SUSSEX COUNTY, Del.- People heading to Sussex County beaches have to walk around dead fish and crabs that have washed up.
Beachgoers including Bonnie Roberts-Burke who live part time in Broadkill Beach want to know why it is happening.
"This weekend I saw many many more but there are so many carcasses, mostly half or three-quarter eaten and I always worry about it but I don't know what the cause is but I would really like to," Roberts-Burke said.
The Delaware Department of Natural Resources & Environmental Control (DNREC) says there has been an influx over the past month of Atlantic menhaden in the Atlantic Ocean and the Delaware Bay with large schools from Cape Henlopen to Port Mahon in Kent County.
DNREC posted about the issue on March 9 on its Delaware Fish and Wildlife Facebook page.
"Atlantic menhaden are a major food source for larger fish, birds and marine mammals. The large schools of Atlantic menhaden in the ocean and bay have attracted high numbers of these predators that often injure the fish that wash ashore or panic the fish that then beach themselves."
About a half mile from the Broadkill Road beach access, there's many more dead fish and dead crabs laying around and this is a concern for people who live here and for people that visit here and walk the beach.

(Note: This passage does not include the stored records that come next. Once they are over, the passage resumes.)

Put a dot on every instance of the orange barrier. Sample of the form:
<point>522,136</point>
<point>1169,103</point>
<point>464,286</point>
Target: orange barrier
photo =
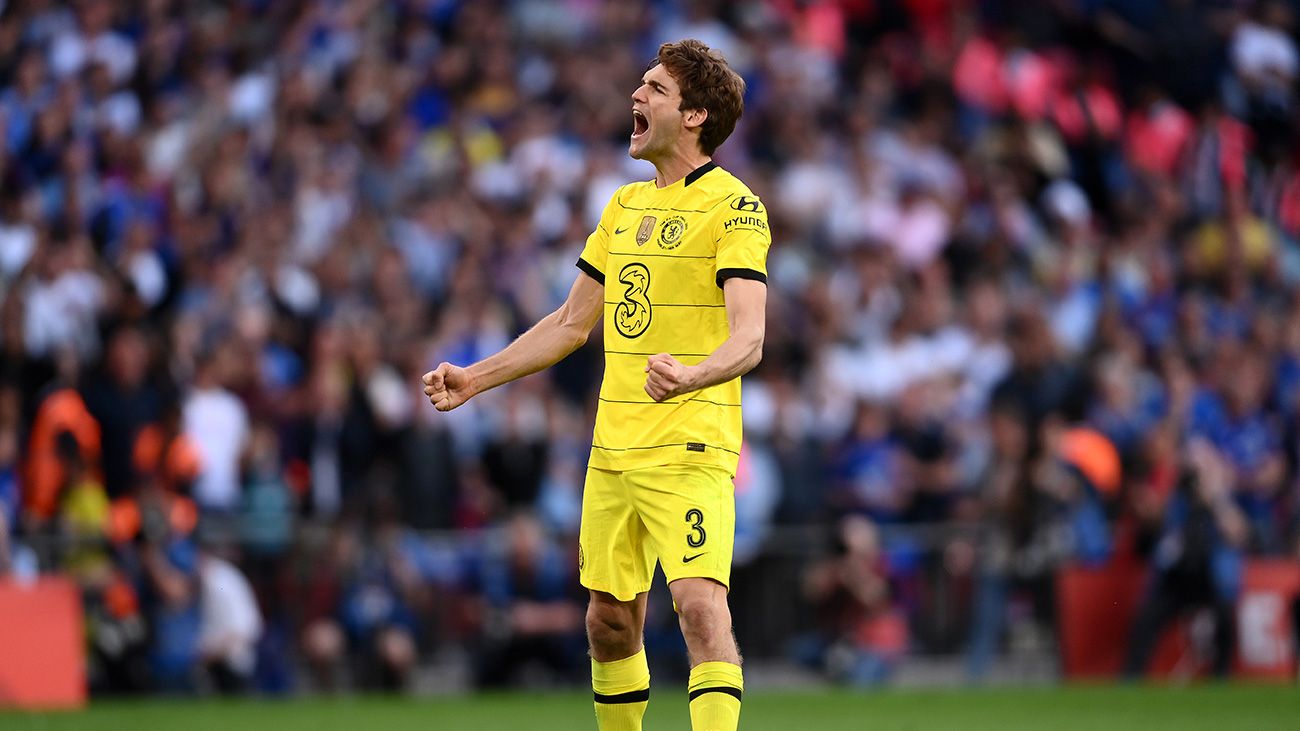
<point>1096,608</point>
<point>42,645</point>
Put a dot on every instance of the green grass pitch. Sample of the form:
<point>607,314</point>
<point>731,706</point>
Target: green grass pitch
<point>1105,708</point>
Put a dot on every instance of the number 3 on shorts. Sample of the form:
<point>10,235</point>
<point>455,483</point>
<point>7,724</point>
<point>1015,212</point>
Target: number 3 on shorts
<point>697,536</point>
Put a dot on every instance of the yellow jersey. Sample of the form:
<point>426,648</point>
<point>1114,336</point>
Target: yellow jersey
<point>663,255</point>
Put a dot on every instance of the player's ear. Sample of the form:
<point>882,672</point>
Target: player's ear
<point>693,119</point>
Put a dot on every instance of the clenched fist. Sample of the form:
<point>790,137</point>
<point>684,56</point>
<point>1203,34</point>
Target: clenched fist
<point>666,377</point>
<point>447,386</point>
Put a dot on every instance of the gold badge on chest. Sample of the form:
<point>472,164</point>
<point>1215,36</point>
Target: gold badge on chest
<point>645,230</point>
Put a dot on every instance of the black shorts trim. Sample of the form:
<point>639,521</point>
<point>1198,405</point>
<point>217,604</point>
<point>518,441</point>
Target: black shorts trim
<point>729,691</point>
<point>658,446</point>
<point>723,275</point>
<point>590,269</point>
<point>629,697</point>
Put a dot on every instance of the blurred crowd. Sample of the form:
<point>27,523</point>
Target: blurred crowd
<point>1032,280</point>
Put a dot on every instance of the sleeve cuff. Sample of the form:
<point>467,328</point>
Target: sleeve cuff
<point>592,271</point>
<point>723,275</point>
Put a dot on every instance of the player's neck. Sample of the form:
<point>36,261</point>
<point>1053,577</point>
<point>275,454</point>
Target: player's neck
<point>677,165</point>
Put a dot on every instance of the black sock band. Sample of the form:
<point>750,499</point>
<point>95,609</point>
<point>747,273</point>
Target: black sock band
<point>629,697</point>
<point>729,691</point>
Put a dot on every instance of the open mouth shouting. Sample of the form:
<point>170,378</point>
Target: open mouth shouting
<point>640,125</point>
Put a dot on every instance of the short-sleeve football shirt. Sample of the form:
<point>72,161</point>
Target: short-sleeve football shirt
<point>663,255</point>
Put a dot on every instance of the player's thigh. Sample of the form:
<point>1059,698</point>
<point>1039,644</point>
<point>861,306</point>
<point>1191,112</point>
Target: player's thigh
<point>614,550</point>
<point>689,513</point>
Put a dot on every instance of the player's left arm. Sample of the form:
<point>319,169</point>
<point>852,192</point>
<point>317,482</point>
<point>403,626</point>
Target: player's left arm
<point>739,354</point>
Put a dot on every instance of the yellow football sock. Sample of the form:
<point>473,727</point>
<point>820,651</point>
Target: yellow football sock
<point>622,692</point>
<point>715,690</point>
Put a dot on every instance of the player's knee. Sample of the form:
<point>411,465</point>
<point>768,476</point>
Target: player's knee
<point>702,614</point>
<point>610,626</point>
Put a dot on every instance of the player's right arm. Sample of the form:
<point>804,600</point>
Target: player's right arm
<point>544,345</point>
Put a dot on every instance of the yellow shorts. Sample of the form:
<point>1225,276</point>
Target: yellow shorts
<point>684,515</point>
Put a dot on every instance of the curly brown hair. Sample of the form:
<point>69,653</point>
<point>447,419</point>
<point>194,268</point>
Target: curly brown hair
<point>707,82</point>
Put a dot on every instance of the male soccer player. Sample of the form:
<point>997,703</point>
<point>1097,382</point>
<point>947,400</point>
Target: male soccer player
<point>677,268</point>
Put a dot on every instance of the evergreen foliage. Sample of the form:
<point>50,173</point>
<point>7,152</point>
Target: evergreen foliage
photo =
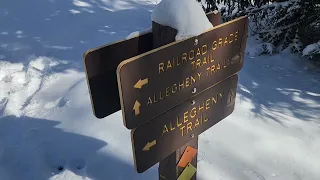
<point>283,24</point>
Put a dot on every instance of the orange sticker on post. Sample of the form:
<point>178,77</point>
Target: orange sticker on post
<point>187,173</point>
<point>187,156</point>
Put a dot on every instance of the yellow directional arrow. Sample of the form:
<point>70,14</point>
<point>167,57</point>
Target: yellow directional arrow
<point>235,57</point>
<point>149,145</point>
<point>141,83</point>
<point>136,108</point>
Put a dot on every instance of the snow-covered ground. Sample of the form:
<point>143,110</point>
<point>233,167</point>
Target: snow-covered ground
<point>48,130</point>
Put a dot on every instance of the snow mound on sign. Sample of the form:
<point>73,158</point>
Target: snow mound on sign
<point>186,16</point>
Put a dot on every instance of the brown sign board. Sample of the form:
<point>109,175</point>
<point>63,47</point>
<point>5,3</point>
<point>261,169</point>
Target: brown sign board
<point>160,137</point>
<point>101,64</point>
<point>158,80</point>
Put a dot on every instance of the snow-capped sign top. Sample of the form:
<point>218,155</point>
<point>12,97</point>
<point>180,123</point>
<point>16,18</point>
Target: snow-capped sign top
<point>186,16</point>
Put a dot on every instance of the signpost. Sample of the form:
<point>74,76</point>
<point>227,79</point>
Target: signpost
<point>169,91</point>
<point>160,79</point>
<point>101,64</point>
<point>163,135</point>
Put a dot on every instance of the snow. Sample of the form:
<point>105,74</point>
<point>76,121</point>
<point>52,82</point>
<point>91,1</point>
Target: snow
<point>48,130</point>
<point>138,33</point>
<point>186,16</point>
<point>312,48</point>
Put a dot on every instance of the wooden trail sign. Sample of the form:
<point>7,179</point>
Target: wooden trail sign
<point>101,64</point>
<point>163,135</point>
<point>158,80</point>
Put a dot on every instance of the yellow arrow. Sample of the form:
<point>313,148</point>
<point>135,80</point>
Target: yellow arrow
<point>149,145</point>
<point>136,108</point>
<point>141,83</point>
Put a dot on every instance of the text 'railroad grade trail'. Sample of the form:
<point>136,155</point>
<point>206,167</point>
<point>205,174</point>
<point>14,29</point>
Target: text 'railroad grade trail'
<point>179,125</point>
<point>160,79</point>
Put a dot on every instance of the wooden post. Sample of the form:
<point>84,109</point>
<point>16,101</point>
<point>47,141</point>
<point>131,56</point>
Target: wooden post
<point>168,169</point>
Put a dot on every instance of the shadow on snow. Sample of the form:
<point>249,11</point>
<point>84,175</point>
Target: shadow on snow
<point>66,29</point>
<point>33,148</point>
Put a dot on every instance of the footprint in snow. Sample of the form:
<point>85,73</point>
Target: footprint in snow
<point>60,102</point>
<point>78,165</point>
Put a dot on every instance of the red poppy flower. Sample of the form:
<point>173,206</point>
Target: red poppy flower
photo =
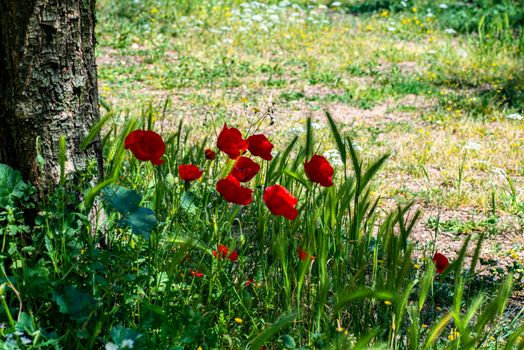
<point>146,146</point>
<point>189,172</point>
<point>245,169</point>
<point>303,255</point>
<point>196,273</point>
<point>260,146</point>
<point>233,256</point>
<point>230,189</point>
<point>319,170</point>
<point>222,251</point>
<point>210,154</point>
<point>441,262</point>
<point>280,202</point>
<point>230,141</point>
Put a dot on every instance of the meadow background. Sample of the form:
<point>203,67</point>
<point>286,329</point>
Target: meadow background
<point>440,86</point>
<point>418,105</point>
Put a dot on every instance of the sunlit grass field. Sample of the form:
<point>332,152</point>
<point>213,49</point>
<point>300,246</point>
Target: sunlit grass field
<point>438,87</point>
<point>380,203</point>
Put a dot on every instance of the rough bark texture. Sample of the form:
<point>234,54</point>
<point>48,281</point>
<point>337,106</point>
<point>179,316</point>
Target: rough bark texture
<point>48,86</point>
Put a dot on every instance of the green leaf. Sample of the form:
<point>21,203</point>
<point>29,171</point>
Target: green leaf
<point>12,187</point>
<point>288,341</point>
<point>340,144</point>
<point>310,139</point>
<point>298,178</point>
<point>142,221</point>
<point>123,337</point>
<point>74,303</point>
<point>188,201</point>
<point>267,333</point>
<point>121,199</point>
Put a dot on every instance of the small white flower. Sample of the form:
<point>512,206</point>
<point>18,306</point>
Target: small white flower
<point>463,53</point>
<point>317,126</point>
<point>111,346</point>
<point>472,145</point>
<point>499,171</point>
<point>299,130</point>
<point>128,343</point>
<point>333,157</point>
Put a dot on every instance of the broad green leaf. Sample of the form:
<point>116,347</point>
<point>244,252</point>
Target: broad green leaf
<point>188,201</point>
<point>142,221</point>
<point>121,199</point>
<point>12,187</point>
<point>123,337</point>
<point>74,303</point>
<point>288,341</point>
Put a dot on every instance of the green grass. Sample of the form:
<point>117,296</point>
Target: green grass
<point>396,82</point>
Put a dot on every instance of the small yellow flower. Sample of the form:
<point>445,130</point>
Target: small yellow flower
<point>454,334</point>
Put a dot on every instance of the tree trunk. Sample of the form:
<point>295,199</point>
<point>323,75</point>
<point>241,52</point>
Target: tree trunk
<point>48,87</point>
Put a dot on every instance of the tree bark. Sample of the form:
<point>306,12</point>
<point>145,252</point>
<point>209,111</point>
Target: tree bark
<point>48,87</point>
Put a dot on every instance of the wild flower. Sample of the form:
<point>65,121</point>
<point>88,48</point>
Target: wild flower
<point>222,252</point>
<point>260,146</point>
<point>230,141</point>
<point>244,169</point>
<point>146,146</point>
<point>189,172</point>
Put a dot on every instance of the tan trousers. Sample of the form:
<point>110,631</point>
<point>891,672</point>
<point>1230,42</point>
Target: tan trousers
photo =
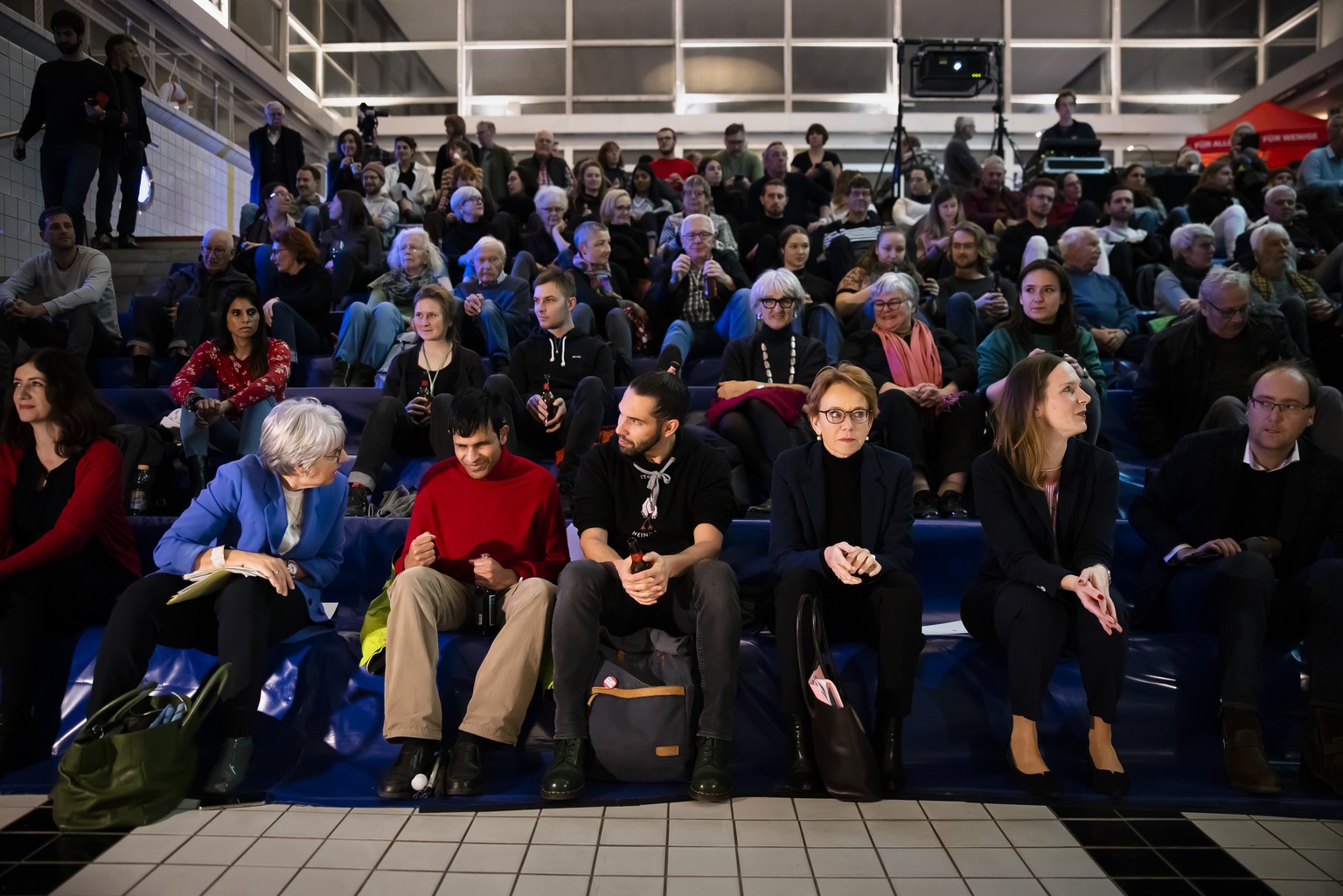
<point>426,602</point>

But Delaware Center For The Inland Bays Executive Director Chris Bason says this could be due to a virus called Vibrio.
"It's infecting the fish and it's causing them to behave erratically and die," Bason said. "And some people are referring to the disease it causes as spinning disease because you see some of the fish slowly spinning at the surface before they pass away."
Going three miles north to Prime Hook Beach, the scene is the same. One that has been seen in years past and beachgoers may continue to see in the days ahead.
DNREC says if anyone notices something that could be a suspected fish kill on a beach or shore to call the Fisheries Section of the department.